Mark and Patricia McCloskey, the armed St. Louis couple who confronted Black Lives Matter protesters outside their home last year, express...
Mark and Patricia McCloskey, the armed St. Louis couple who confronted Black Lives Matter protesters outside their home last year, expressed support for Kyle Rittenhouse on Monday as closing arguments in his trial wrapped up.
Fox News interviewed the couple minutes from the Kenosha County Courthouse where Rittenhouse faces homicide charges after he shot three people, killing two, while he was lying prone in the street being beaten by several attackers in the middle of a riot in August 2020. Rittenhouse and his attorneys have maintained that he was acting in self-defense.
“We feel for Mr.
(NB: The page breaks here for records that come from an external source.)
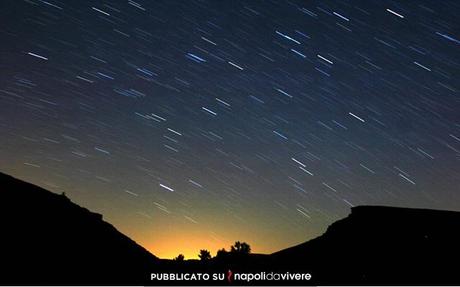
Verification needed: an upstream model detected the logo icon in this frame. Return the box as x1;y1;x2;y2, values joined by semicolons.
227;269;233;283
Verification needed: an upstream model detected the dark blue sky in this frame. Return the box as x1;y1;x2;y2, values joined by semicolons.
0;0;460;257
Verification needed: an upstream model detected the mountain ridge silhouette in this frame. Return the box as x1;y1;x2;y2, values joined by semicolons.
0;173;460;285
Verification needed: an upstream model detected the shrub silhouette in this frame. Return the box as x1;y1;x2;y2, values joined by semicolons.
174;254;185;262
198;249;211;261
230;241;251;254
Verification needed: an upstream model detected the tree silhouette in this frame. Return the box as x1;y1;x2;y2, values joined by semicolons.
174;254;185;262
230;241;251;254
198;249;211;261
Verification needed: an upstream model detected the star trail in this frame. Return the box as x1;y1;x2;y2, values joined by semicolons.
0;0;460;258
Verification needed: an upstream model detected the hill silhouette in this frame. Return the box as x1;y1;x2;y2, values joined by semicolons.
0;173;159;285
0;173;460;285
270;206;460;285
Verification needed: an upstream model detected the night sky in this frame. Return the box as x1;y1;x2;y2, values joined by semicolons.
0;0;460;258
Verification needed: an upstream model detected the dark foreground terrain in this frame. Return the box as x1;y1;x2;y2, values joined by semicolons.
0;173;460;285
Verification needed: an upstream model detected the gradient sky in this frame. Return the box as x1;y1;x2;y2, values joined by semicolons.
0;0;460;258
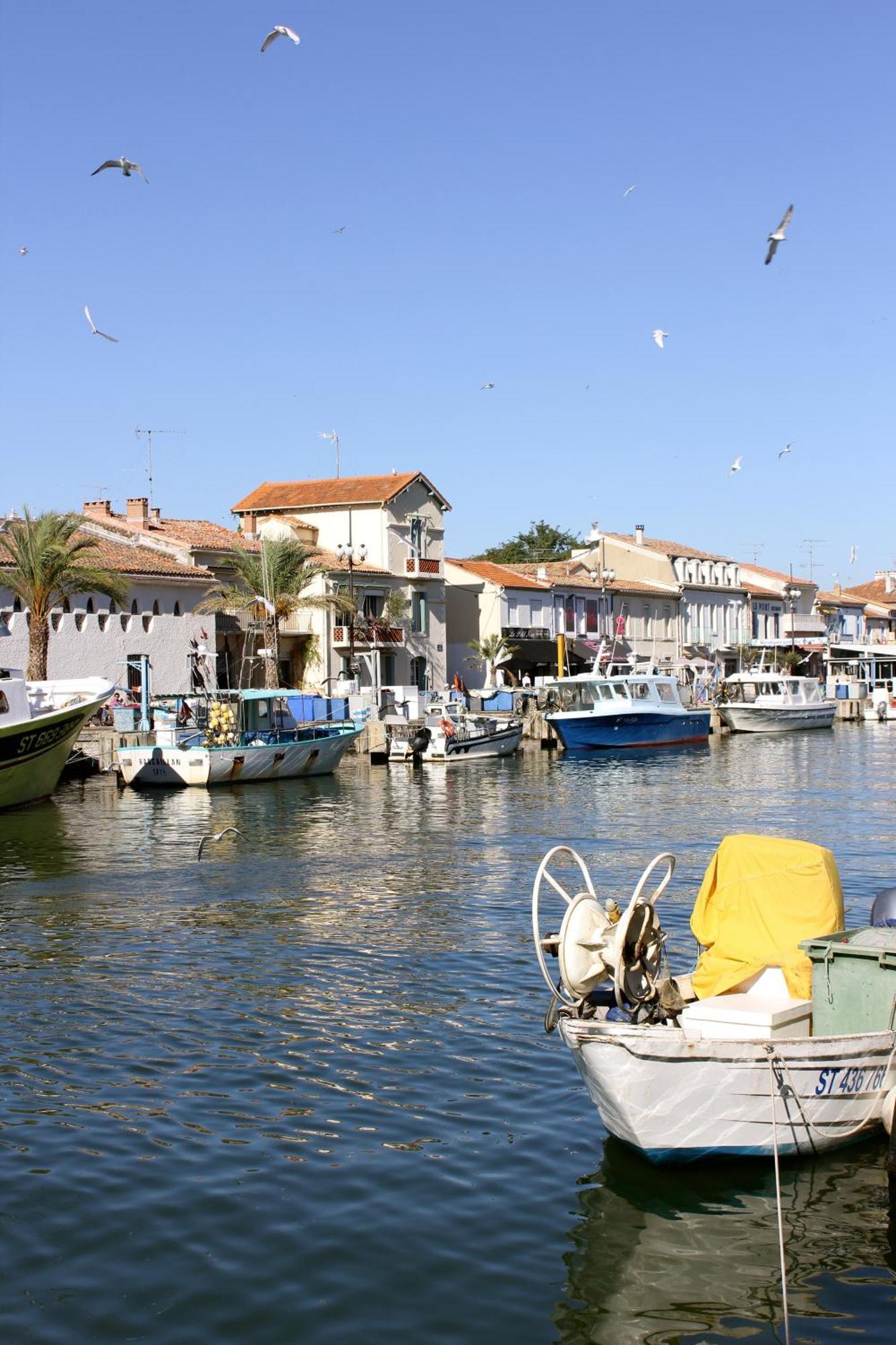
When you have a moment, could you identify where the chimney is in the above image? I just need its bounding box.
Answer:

Rittenhouse,” Mark McCloskey told Fox News. “We feel he acted in self-defense.”
“We think he’s been politically prosecuted, as were we, and we’re hoping that the jury find him not guilty on all counts and that he can go home a free man,” he added.
Mark McCloskey stood on the lawn of their home screaming and pointing a semiautomatic rifle at protesters. His wife then joined him with a semiautomatic handgun, yelling at protesters to “go” and pointing it at them. No shots were fired.
Many have defended the McCloskeys, saying they were legally protecting their $1.15 million house. The couple heard a loud commotion and saw a large group of people break an iron gate marked with “No Trespassing” and “Private Street” signs, according to a police report.
Missouri governor Mike Parson pardoned the McCloskeys in August after Mark McCloskey pleaded guilty in June to misdemeanor fourth-degree assault and was fined $750, while Patricia McCloskey pleaded guilty to misdemeanor harassment and was fined $2,000.
McCloskey told Fox News that Rittenhouse is a “young man” who was “doing the best he could to help his country and to save businesses up here in Kenosha, and as his reward, he’s having the rest of his life threatened.”
McCloskey said he had traveled to Kenosha to show support but that he did not want to cause any distractions from the case.
“I’m not going to show up to the courthouse until the jury is out so that we don’t get accused of interfering in any way of the results,” he said.